A. Analysis of LPS induced COX-1, COX-2, and α-tubulin protein levels in RAW264.7 cells with representative western blots for Bauer ketone 23 individually and in combination with E. angustifolia fraction 3. N=3 for each blot. B. Semi-quantitative representation of the blots from Figure 8A. Bars represent mean percent of media + DMSO + LPS control ± standard error. Lipopolysaccharide induced COX-2 protein from 4.8 ± 2.8% average for the media + DMSO control to 100 ± 12.0% average for the media + DMSO + LPS control. There was no significant LPS effect for the media + DMSO control with COX-1 (95.4 ± 3.3% of control average) or α- tubulin (103.9 ± 7.3% of control average) on protein level compared to the media + DMSO + LPS control. Quercetin was used as a positive control at 100 µM for the reduction of LPS induced COX-2 protein 53.0 ± 15.7% of control.
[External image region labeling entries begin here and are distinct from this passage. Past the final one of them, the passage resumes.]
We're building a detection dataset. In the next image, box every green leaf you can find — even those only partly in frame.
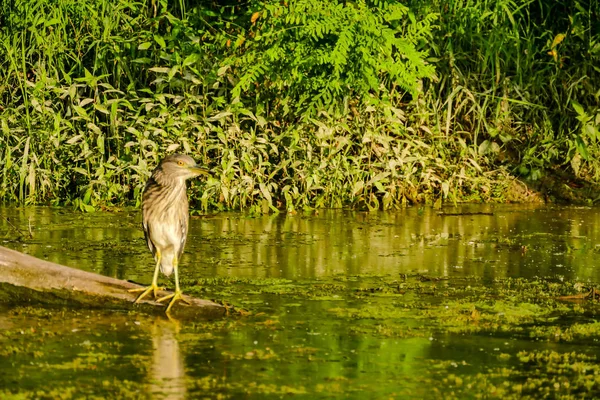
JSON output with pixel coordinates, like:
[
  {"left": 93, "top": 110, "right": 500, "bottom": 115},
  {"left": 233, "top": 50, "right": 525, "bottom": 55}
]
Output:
[
  {"left": 571, "top": 100, "right": 585, "bottom": 115},
  {"left": 183, "top": 53, "right": 200, "bottom": 67},
  {"left": 154, "top": 35, "right": 167, "bottom": 49},
  {"left": 138, "top": 41, "right": 152, "bottom": 50},
  {"left": 575, "top": 135, "right": 590, "bottom": 161}
]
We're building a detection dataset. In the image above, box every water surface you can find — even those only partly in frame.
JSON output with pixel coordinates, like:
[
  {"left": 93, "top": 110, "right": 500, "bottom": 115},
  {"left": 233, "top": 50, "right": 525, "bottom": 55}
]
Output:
[{"left": 0, "top": 205, "right": 600, "bottom": 399}]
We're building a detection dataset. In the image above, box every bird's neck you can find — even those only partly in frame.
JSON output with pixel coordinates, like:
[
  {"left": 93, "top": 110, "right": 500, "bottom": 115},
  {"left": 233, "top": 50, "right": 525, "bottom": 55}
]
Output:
[{"left": 152, "top": 171, "right": 186, "bottom": 192}]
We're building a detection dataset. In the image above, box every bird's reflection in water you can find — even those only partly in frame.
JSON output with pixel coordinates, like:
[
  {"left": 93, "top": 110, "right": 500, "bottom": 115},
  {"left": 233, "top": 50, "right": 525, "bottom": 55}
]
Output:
[{"left": 149, "top": 317, "right": 186, "bottom": 400}]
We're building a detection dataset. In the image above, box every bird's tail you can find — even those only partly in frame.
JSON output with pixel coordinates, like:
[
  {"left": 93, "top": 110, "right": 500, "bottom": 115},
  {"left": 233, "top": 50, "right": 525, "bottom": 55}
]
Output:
[{"left": 160, "top": 252, "right": 175, "bottom": 276}]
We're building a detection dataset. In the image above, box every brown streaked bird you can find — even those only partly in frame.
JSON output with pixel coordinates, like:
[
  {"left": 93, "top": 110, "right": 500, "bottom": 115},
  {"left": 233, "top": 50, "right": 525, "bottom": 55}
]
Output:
[{"left": 130, "top": 154, "right": 208, "bottom": 313}]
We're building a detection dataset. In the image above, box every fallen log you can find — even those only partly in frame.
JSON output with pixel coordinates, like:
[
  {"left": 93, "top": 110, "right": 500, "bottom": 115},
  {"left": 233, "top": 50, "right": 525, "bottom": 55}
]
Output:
[{"left": 0, "top": 246, "right": 227, "bottom": 319}]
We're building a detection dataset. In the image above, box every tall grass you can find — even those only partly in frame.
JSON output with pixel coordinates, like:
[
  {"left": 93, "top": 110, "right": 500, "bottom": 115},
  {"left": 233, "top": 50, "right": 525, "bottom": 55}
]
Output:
[{"left": 0, "top": 0, "right": 600, "bottom": 212}]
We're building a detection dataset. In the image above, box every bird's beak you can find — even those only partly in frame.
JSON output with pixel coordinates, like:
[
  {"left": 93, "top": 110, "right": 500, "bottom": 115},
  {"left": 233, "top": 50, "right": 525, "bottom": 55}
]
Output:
[{"left": 189, "top": 165, "right": 210, "bottom": 175}]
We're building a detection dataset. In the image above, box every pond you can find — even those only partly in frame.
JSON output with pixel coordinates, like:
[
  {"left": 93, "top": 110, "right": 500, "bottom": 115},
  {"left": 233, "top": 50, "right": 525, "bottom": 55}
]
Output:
[{"left": 0, "top": 205, "right": 600, "bottom": 399}]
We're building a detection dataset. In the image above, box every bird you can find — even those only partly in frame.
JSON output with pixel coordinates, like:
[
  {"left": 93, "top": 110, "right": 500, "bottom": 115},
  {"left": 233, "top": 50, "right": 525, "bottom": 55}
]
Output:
[{"left": 129, "top": 154, "right": 209, "bottom": 314}]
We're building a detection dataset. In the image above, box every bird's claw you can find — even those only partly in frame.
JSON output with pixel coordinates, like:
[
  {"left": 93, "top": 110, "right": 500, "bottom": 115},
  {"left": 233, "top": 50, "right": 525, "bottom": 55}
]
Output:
[
  {"left": 156, "top": 290, "right": 190, "bottom": 314},
  {"left": 128, "top": 284, "right": 165, "bottom": 304}
]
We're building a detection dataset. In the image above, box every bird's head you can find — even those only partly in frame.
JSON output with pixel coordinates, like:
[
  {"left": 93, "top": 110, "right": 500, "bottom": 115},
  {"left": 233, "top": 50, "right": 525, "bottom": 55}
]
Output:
[{"left": 159, "top": 154, "right": 209, "bottom": 180}]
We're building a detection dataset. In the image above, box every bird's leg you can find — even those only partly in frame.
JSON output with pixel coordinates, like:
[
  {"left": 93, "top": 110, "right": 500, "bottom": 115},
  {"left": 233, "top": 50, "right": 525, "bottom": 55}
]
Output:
[
  {"left": 156, "top": 258, "right": 190, "bottom": 314},
  {"left": 129, "top": 249, "right": 163, "bottom": 304}
]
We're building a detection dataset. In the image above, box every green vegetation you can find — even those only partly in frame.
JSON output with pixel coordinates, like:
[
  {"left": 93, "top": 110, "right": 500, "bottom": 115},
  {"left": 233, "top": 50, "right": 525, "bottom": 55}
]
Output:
[{"left": 0, "top": 0, "right": 600, "bottom": 212}]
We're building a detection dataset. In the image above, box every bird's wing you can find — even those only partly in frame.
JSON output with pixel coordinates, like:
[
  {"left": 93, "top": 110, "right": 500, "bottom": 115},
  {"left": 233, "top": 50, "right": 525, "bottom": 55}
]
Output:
[
  {"left": 177, "top": 210, "right": 190, "bottom": 259},
  {"left": 142, "top": 218, "right": 155, "bottom": 255}
]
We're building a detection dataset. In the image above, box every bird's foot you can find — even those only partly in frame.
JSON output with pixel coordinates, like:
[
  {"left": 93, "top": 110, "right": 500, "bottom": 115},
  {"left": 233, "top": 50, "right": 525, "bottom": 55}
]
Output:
[
  {"left": 128, "top": 283, "right": 165, "bottom": 304},
  {"left": 156, "top": 290, "right": 190, "bottom": 314}
]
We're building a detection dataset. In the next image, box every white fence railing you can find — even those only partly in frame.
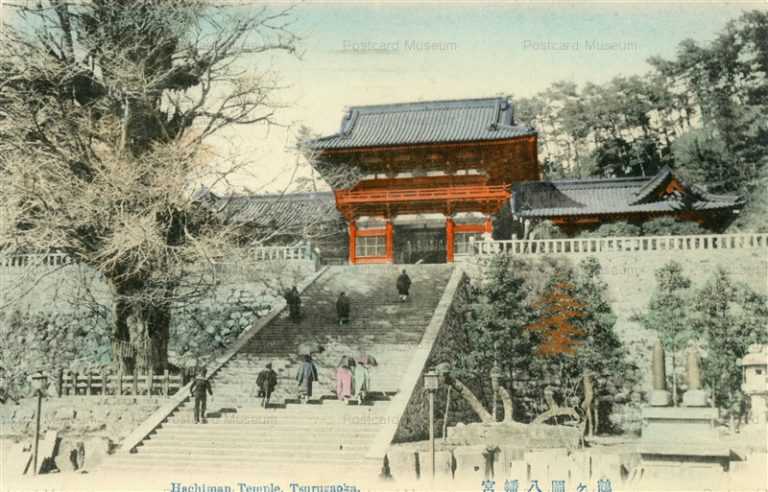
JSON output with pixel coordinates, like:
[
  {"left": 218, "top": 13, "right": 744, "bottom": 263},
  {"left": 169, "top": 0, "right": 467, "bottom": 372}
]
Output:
[
  {"left": 473, "top": 234, "right": 768, "bottom": 256},
  {"left": 0, "top": 243, "right": 320, "bottom": 269}
]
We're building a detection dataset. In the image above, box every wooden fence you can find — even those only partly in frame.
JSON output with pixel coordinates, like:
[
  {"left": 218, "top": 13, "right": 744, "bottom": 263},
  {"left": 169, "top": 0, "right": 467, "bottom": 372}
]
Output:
[
  {"left": 53, "top": 370, "right": 191, "bottom": 396},
  {"left": 470, "top": 234, "right": 768, "bottom": 257},
  {"left": 0, "top": 243, "right": 321, "bottom": 270}
]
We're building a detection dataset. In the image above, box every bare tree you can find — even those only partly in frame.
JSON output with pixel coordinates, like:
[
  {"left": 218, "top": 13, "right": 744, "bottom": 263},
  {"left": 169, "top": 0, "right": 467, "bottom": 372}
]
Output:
[{"left": 0, "top": 0, "right": 297, "bottom": 370}]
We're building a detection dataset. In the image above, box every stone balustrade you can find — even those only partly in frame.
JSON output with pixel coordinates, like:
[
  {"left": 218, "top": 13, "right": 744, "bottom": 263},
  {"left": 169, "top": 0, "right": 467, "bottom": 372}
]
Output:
[{"left": 471, "top": 233, "right": 768, "bottom": 257}]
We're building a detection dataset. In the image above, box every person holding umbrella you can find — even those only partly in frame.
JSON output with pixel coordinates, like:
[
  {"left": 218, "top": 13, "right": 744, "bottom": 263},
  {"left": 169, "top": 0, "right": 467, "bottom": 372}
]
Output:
[
  {"left": 354, "top": 355, "right": 371, "bottom": 405},
  {"left": 336, "top": 292, "right": 350, "bottom": 326}
]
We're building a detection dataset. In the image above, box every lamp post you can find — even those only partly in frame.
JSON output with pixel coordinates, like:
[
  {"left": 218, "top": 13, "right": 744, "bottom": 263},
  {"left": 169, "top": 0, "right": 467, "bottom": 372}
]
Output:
[
  {"left": 32, "top": 371, "right": 46, "bottom": 475},
  {"left": 424, "top": 370, "right": 440, "bottom": 480}
]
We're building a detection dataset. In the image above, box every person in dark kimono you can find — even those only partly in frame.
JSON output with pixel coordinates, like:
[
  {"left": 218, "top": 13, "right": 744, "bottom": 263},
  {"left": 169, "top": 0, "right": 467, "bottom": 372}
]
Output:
[
  {"left": 256, "top": 362, "right": 277, "bottom": 408},
  {"left": 0, "top": 376, "right": 19, "bottom": 405},
  {"left": 296, "top": 354, "right": 317, "bottom": 403},
  {"left": 283, "top": 285, "right": 301, "bottom": 323},
  {"left": 336, "top": 292, "right": 350, "bottom": 326},
  {"left": 189, "top": 368, "right": 213, "bottom": 424},
  {"left": 336, "top": 356, "right": 355, "bottom": 402},
  {"left": 397, "top": 270, "right": 411, "bottom": 302}
]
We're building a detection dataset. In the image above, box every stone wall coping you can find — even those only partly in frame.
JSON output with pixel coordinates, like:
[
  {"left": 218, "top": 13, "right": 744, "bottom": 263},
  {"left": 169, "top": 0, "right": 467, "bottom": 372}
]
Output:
[
  {"left": 366, "top": 266, "right": 466, "bottom": 460},
  {"left": 637, "top": 443, "right": 731, "bottom": 457},
  {"left": 116, "top": 267, "right": 328, "bottom": 454},
  {"left": 642, "top": 407, "right": 719, "bottom": 420}
]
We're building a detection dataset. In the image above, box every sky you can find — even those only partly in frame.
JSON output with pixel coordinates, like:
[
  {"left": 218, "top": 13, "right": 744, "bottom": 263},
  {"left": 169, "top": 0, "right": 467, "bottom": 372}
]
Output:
[
  {"left": 0, "top": 0, "right": 768, "bottom": 192},
  {"left": 218, "top": 2, "right": 768, "bottom": 192}
]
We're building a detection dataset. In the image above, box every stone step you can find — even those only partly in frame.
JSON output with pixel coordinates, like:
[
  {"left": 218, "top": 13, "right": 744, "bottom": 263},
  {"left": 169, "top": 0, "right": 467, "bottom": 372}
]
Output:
[
  {"left": 116, "top": 265, "right": 453, "bottom": 476},
  {"left": 100, "top": 450, "right": 381, "bottom": 472},
  {"left": 114, "top": 446, "right": 363, "bottom": 465},
  {"left": 142, "top": 440, "right": 368, "bottom": 458},
  {"left": 141, "top": 434, "right": 375, "bottom": 449}
]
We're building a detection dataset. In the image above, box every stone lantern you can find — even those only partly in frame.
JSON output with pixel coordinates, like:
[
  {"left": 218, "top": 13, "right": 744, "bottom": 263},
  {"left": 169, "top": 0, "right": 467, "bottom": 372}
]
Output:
[{"left": 740, "top": 345, "right": 768, "bottom": 425}]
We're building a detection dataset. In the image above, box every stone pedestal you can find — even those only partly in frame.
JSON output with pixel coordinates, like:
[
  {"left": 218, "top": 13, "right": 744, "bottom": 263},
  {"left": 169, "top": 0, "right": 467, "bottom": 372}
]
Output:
[
  {"left": 683, "top": 390, "right": 708, "bottom": 407},
  {"left": 419, "top": 451, "right": 453, "bottom": 480},
  {"left": 648, "top": 390, "right": 672, "bottom": 407}
]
Quercetin did not significantly affect LPS induced COX-1 (95.5 ± 2.2% of control average) or α-tubulin (91.8 ± 9.7 of control average). * and ** are representative of p<0.05 and p<0.01 when compared to media + DMSO + LPS control.

Figure 9

Lipopolysaccharide induced COX-2 activity in RAW264.7 cells treated with E. angustifolia fraction, enhanced fraction, and chemically synthesized Bauer alkylamide 11 and ketones 23. The black bars represent COX-2 activity levels after induction of cells with 1 µg/ml LPS and treatment (n = 3). All treatments with added LPS were compared to a media + DMSO + LPS control that was set at 100 % COX-2 activity (5.8 nmol/min/ml). The treatments without LPS were compared to the media + DMSO control set at 100 % COX-2 activity (2.4 nmol/min/ml) identifying no significant differences. Quercetin was used as a positive control for both studies and showed significant inhibition of COX-2 activity (p<0.0001). * and ** are representative of p<0.05 and p<0.01. Each bar represents % of control ± standard error.